Role in Azure and Microsoft AI services
Maia 200 is already deployed in Microsoft’s US Central data center region near Des Moines, Iowa, and is rolling out next to the US West 3 region near Phoenix, Arizona, with more regions planned later. The chip is integrated with Azure as part of a heterogeneous AI infrastructure that also includes other types of accelerators.
Microsoft says Maia 200 will run multiple models, including OpenAI’s GPT‑5.2 family, and will support workloads for Azure AI Foundry and Microsoft 365 Copilot. The Microsoft Superintelligence team plans to use the chip for reinforcement learning and synthetic data generation, which are key for improving future in‑house AI models and speeding up the creation of domain‑specific training data.
Industry analysts argue that Microsoft’s long experience with enterprise IT gives it an advantage in embedding Maia‑based inference services directly into the broader Azure platform. Commentators also stress that Microsoft’s strategy is to complement, not outright replace, other vendors like Nvidia and AMD, while offering customers more options for high‑throughput, memory‑intensive AI inference.
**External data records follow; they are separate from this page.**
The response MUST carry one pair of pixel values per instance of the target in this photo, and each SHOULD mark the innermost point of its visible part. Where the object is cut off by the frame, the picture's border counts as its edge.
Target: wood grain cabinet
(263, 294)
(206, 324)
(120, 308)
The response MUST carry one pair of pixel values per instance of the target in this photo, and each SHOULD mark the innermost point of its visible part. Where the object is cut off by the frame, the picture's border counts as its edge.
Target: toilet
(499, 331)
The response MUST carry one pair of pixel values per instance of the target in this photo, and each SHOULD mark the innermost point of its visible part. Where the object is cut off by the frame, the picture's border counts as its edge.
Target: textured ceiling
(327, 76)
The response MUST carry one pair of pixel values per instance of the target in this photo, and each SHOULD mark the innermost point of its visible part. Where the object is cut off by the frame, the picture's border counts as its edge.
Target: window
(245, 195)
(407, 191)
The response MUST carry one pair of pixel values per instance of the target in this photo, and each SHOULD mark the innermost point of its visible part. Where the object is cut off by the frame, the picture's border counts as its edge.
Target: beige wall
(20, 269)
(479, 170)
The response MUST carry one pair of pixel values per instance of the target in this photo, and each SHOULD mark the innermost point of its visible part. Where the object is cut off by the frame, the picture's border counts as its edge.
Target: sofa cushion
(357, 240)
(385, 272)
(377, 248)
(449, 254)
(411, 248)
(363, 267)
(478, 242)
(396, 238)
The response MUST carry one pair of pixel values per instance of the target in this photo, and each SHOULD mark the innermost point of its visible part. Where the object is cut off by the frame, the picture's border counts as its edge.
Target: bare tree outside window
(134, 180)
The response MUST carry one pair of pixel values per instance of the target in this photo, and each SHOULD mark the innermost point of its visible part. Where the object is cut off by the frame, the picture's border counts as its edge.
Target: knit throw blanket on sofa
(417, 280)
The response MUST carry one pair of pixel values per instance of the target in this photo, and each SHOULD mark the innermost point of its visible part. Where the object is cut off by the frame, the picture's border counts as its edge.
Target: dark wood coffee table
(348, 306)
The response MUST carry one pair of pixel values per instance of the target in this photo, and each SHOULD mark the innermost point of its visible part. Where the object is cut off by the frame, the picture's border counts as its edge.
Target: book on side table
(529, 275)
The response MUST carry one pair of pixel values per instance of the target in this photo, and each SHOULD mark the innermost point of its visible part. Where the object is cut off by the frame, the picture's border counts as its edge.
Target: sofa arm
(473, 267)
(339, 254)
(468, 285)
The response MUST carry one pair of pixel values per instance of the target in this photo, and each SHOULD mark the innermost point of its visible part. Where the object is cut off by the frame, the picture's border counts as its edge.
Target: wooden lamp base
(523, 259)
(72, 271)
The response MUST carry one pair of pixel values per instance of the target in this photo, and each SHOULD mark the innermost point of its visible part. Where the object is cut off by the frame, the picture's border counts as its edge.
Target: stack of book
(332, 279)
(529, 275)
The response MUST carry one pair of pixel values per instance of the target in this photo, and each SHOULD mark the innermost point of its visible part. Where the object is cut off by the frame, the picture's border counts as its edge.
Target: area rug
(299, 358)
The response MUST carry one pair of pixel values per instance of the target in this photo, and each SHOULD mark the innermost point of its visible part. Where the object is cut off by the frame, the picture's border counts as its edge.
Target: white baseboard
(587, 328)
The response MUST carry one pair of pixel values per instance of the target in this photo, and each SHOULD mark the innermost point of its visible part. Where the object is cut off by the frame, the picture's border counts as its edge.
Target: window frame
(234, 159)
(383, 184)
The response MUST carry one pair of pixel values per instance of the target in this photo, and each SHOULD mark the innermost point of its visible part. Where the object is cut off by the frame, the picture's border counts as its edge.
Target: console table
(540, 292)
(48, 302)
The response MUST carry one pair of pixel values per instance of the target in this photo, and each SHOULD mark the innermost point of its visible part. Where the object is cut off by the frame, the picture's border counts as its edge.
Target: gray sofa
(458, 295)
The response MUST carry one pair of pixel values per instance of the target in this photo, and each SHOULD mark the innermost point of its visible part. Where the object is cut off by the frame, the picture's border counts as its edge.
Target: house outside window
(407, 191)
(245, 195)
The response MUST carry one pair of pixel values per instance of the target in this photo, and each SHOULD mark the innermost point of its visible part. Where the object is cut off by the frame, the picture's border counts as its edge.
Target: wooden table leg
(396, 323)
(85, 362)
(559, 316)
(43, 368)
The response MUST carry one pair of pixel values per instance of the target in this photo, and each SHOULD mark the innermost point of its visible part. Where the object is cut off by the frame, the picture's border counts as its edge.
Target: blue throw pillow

Developer tools and future roadmap
To encourage early adoption, Microsoft is offering a preview of the Maia software development kit. The SDK supports popular AI frameworks, including PyTorch, and includes a Triton compiler, an optimized kernel library, access to Maia’s low‑level NPL programming language, a simulator, and a cost calculator for tuning workloads.
Microsoft says its silicon program used a sophisticated pre‑silicon environment to model large language model workloads and validate networking and cooling systems, including a second‑generation closed‑loop liquid cooling unit. According to the company, this approach allowed AI models to run on Maia 200 within days of first silicon and cut the time from first chip to data center deployment by more than half compared with earlier infrastructure programs.
The company describes Maia as a multi‑generation accelerator family and says it is already designing future versions while it deploys Maia 200 across its global infrastructure. As these chips scale out, Microsoft expects continued improvements in performance per dollar and per watt for its most important AI workloads in Azure.